Monday, July 7, 2008

Brainfood #2: Ron Rash

Back to "Brainfood," snapshots of the words and music currently capturing my attention.

Ron Rash's novel The World Made Straight is a beautiful, moving Appalachian coming-of-age novel. It opens with this evocative paragraph:
Travis came upon the marijuana plants while fishing Caney Creek. It was a Saturday, the first week of August, and after helping his father sucker tobacco all morning he'd had the rest of the day to himself. He'd changed into his fishing clothes and driven three miles of dirt road to the French Broad River. Travis drove fast, the rod and reel clattering in the truck bed, red dust rising in his wake. The Marlin .22 slid on its makeshift gun rack with each hard curve. He had the windows down, and if the radio worked he would have had it blasting. The truck was a '66 Ford, battered from a dozen years of farm use. Travis had paid a neighbor five hundred dollars for it three months earlier.
Rash says so much in this paragraph, giving a succinct snapshot of an Appalachian farm boy. He's into fishing, has his .22 in the gun rack, he works on his father's farm, and is self-reliant enough to have bought his own truck. Yet Travis is much deeper than this snapshot - he wants far more from his life than you might surmise. Finding the dope leads him to Leonard, who on one level is a drug dealer hiding from his own past. As Leonard befriends Travis, he transforms himself from small-time dealer to Travis' mentor, bettering himself and the world around him in the process.

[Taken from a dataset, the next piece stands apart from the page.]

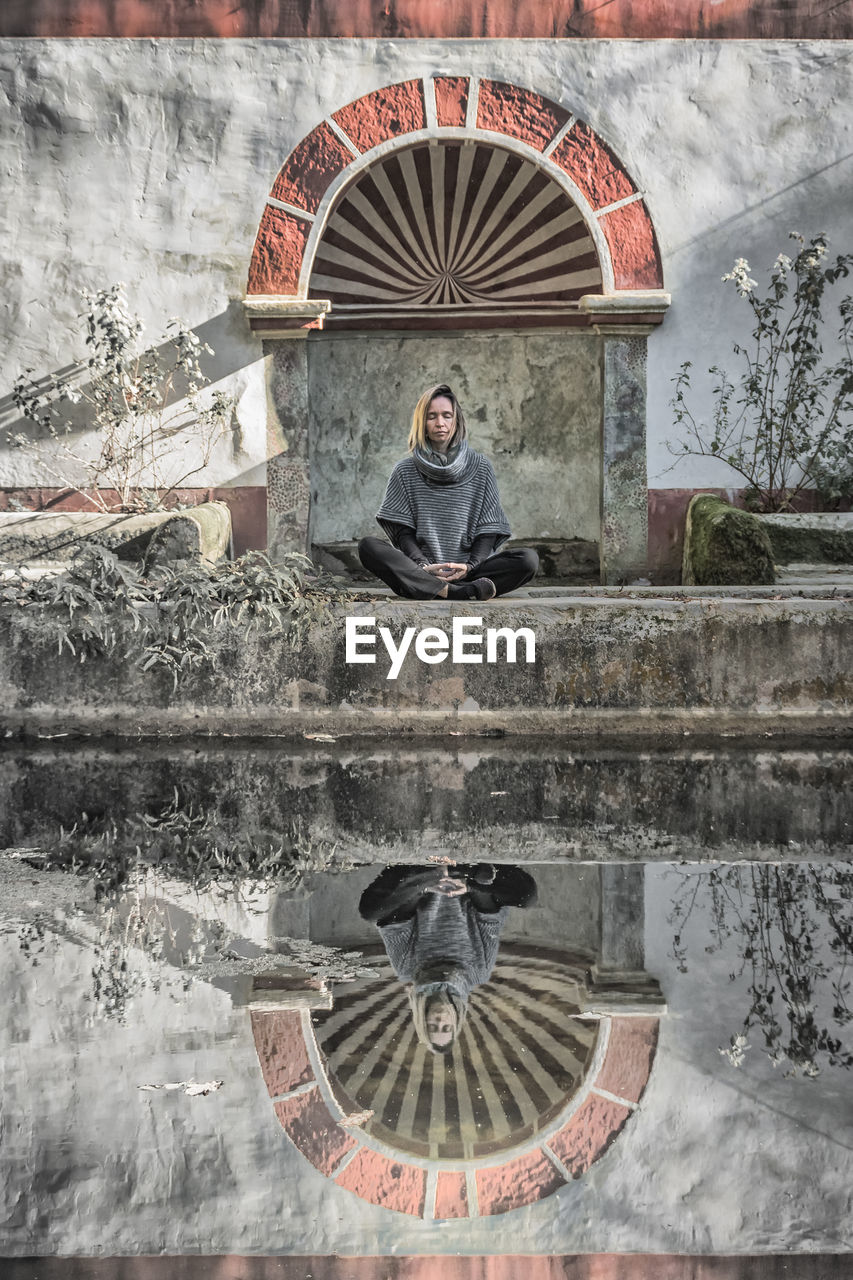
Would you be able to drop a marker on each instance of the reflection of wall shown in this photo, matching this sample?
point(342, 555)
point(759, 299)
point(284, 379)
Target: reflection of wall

Each chapter opens with a passage from the diary of Leonard's Civil War-era ancestor, a doctor who practiced in the region and served as a medic in the war. Through this device the past creeps into the narrative, as the characters each discover that their ancestors played a part in the Civil War's infamous Shelton Laurel Massacre (Travis himself is a Shelton). The novel's characters eventually come to terms with their collective history, sorting out the legacy of the Civil War and the roles their ancestors played.

Rash paints a realistic, detailed portrait of contemporary Appalachia, where demons and redemption come from unexpected sources. A well-told tale that reveals much about how the past and present shape Appalachian life, with wonderfully wrought characters, The World Made Straight captivated me until the end. Highly recommended.